Шаг, еще один. И еще. Вздох. Шаг. Еще шаг. Вздох.
Чертова смена началась…
* * *
Всех, кто был хоть как-то причастен к операции по освобождению Стаса, основательно потрясли на допросах и отправили в комплексы для душевнобольных. И Жаквина Уиндела, и санкционеров-безопасников, и офицеров пятой отдельной эскадры сил космической обороны, которые имели допуск к секретным данным по миру Игреков… Приказ был спущен с самых верхов. Командование даже не стало досконально разбираться в ситуации – генералы и адмиралы просто-напросто отсекли возможность нежелательной утечки информации в преддверии назревающего конфликта между Солнечными.
Многих сослали в Антарктиду на Земле, где на российских научно-исследовательских станциях не хватало рабочей силы.
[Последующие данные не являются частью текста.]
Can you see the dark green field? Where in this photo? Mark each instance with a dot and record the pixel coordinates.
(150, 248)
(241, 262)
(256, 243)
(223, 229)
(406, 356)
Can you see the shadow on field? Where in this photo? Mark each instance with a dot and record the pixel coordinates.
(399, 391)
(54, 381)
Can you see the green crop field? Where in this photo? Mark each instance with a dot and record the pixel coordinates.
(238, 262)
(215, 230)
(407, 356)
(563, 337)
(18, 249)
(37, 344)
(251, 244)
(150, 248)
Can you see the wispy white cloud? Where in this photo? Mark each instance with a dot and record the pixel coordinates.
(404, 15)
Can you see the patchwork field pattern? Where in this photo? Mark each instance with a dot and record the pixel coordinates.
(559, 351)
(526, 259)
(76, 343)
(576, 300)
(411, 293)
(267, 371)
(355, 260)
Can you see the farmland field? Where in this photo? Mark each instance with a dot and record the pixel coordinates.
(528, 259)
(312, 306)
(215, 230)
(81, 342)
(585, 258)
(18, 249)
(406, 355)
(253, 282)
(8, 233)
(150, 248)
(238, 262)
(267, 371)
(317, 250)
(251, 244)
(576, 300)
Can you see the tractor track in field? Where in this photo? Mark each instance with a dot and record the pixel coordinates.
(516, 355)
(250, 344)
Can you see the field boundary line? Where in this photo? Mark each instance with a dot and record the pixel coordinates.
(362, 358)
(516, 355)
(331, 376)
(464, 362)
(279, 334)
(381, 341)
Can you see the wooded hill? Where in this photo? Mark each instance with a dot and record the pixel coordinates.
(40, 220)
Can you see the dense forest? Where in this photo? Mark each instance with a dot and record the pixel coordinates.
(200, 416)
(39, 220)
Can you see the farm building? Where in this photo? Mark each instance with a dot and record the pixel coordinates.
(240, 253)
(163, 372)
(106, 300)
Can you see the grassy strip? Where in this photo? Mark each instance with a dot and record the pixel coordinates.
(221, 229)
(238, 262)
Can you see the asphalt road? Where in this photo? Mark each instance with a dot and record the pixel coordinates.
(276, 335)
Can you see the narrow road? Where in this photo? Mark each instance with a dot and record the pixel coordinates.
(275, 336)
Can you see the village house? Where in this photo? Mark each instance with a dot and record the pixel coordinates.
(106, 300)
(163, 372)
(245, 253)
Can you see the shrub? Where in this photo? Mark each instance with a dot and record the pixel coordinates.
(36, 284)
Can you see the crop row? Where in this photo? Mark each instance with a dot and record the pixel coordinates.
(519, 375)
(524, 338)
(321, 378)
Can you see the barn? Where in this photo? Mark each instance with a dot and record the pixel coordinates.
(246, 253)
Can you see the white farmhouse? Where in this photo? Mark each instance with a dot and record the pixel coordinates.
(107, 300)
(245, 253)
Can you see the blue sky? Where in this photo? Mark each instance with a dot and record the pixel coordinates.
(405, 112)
Некоторые попали в «Шальные дюны» на Марсе – местечко возле южного полюса планеты, в глубоких штольнях которого добывали оливин; кое-кто загремел на урановые копи Венеры.
А Стаса и Уиндела занесло на самые задворки системы.
Харон никогда не отличался излишним гостеприимством – ни во времена первых колонистов, ни теперь. Бескрайние ледяные пустыни, чернь неба в остром крошеве звезд, далекая искорка Солнца, тлеющая над горизонтом, блеклый полумесяц Плутона и единственная рудная база с дюжиной шахт, станцией связи и взлетно-посадочной площадкой для грузовых судов. Под поверхностью находилась жилая зона, реакторы, перерабатывающий комбинат и отдельные ангары, отведенные для людей с антисоциальным статусом – так называемых антисоцов.
Сюда попадали не только сумасшедшие, как официально утверждалось. Здесь оказывались те, кто, по той или иной причине, становился опасен для цивилизованного общества. Преступники, как уголовные, так и политические; зачинатели государственных смут; саботажники; погоревшие на служебных постах санкционеры и задумавшие крамолу военные. Да и просто «неудобные» системе люди.
Одним словом – антисоцы.
Условия существования на «Хароне-зеро» были воистину чудовищными. Двухразовое питание: завтрак и ужин, состоящие из питательного желе сомнительной свежести и вонючего пойла. Теснота и вечный холод, от которого у многих развивалась пневмония. Отвратительная медицина. Изнурительные рабочие смены по десять-двенадцать часов, в течение которых приходилось вручную долбить мерзлую породу и таскать ее к конвейерной ленте – благо сила тяжести на Хароне была много меньше Земной. Тупоголовые вертухаи и периодические «головомойки» с применением не только психотропных средств, но и обыкновенных шокеров да резиновых дубинок…
И сотни миллионов километров космической пустоты вокруг крошечного обледенелого шарика.
Здесь люди либо превращались в зверей, либо погибали. Редко кто мог избежать обеих участей.
Стас обретался на «Хароне-зеро» уже около полугода. Их с Уинделом арестовали спустя сутки после встречи на борту военного корабля СКО. Вместе со всеми членами экипажа и безопасниками.
Около недели Нужного томили в карантине, подвергая всяческим допросам. Он понятия не имел, кто им занимается – безопасники или правительственные санкциры, СКО или кто-то еще…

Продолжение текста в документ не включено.